The paper is concerned with the construction of goodness-of-fit tests for testing a hypothesis \(H_{0}\) that the hypothetical spectral density of a stationary Gaussian process \(X(t)\) has the specified form, based on the tapered data. We show that in the case where the hypothetical spectral density of \(X(t)\) does not depend on unknown parameters (the hypothesis \(H_{0}\) is simple), then the suggested test statistic has a limiting chi-square distribution.

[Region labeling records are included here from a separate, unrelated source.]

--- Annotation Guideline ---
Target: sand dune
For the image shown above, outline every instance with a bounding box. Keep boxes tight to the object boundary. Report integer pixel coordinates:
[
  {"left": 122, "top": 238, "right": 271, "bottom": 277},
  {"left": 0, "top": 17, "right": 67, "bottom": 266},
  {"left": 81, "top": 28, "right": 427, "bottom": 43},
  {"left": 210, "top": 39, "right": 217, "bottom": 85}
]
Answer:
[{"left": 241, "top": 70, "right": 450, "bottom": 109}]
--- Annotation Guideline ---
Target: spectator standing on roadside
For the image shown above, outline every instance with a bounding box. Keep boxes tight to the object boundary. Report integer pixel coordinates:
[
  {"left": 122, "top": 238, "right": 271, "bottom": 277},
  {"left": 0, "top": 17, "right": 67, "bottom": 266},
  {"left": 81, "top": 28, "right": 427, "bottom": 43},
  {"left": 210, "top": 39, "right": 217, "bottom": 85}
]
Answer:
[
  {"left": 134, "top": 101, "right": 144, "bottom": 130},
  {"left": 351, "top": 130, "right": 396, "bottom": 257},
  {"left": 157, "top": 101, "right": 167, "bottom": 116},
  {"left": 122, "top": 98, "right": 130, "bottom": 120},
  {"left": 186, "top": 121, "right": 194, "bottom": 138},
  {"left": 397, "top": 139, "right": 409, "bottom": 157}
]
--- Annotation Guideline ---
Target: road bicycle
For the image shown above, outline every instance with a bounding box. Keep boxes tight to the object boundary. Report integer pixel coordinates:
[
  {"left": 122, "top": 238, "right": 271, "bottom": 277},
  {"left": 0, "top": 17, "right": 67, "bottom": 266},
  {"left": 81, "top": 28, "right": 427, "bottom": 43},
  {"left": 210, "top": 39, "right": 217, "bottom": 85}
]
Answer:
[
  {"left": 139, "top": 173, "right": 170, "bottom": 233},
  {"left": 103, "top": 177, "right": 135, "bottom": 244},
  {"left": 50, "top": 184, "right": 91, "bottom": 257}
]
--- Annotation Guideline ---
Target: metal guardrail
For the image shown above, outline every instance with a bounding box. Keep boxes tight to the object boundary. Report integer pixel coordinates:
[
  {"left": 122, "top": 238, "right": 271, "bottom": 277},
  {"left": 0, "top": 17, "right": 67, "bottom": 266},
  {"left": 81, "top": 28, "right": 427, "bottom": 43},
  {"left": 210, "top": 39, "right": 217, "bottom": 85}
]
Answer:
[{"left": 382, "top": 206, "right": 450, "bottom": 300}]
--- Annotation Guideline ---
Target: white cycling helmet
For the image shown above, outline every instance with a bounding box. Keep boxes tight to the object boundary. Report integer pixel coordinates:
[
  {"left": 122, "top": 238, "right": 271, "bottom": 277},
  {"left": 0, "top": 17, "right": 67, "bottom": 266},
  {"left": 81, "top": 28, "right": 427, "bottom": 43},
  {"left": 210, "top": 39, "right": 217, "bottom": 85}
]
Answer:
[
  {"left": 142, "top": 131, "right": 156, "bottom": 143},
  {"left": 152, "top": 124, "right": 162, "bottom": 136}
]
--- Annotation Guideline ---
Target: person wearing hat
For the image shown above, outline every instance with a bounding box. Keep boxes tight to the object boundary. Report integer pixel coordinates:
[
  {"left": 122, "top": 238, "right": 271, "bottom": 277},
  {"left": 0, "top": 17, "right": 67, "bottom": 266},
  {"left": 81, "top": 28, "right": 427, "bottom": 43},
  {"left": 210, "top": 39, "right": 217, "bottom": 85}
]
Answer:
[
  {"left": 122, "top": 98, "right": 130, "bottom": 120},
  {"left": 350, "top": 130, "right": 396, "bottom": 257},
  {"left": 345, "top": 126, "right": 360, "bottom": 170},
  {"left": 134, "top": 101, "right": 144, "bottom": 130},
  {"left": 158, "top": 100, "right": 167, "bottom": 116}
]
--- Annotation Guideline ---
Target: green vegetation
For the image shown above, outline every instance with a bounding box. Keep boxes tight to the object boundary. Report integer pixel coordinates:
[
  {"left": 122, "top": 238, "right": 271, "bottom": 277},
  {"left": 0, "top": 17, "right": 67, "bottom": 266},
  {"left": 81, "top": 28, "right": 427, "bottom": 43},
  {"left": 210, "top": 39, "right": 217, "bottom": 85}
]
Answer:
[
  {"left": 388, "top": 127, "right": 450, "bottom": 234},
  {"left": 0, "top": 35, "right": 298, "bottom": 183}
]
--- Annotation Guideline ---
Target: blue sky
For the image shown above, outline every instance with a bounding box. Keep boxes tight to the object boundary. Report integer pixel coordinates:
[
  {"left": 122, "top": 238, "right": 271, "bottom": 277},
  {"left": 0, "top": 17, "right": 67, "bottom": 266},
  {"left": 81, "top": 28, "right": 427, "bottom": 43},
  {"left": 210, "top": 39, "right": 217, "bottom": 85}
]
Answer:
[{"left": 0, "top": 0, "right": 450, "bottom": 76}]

In the case where the hypothesis \(H_{0}\) is composite, that is, the hypothetical spectral density of \(X(t)\) depends on an unknown parameter, we choose an appropriate estimator for unknown parameter and describe the limiting distribution of the test statistic. This distribution is similar to that of obtained by Chernov and Lehman (Ann. Math. Stat. 25(3):579–586, 1954) in the case of independent observations.

本文关注于拟合假设检验（H_ {0} \）的拟合优度检验的构造，该假设是固定高斯过程\（X（t）\）的假设光谱密度具有指定形式，基于在锥形数据上。我们表明，在假设\（X（t）\）的光谱密度不依赖于未知参数的情况下（假设\（H_ {0} \）很简单），则建议的检验统计量具有局限性平方分布。在假设\（H_ {0} \）是合成的情况下，即\（X（t）\）的假设光谱密度取决于未知参数，我们为未知参数选择合适的估计量，并描述检验统计量的极限分布。在独立观察的情况下，这种分布类似于Chernov和Lehman所获得的分布（Ann。Math。Stat。25（3）：579-586，1954）。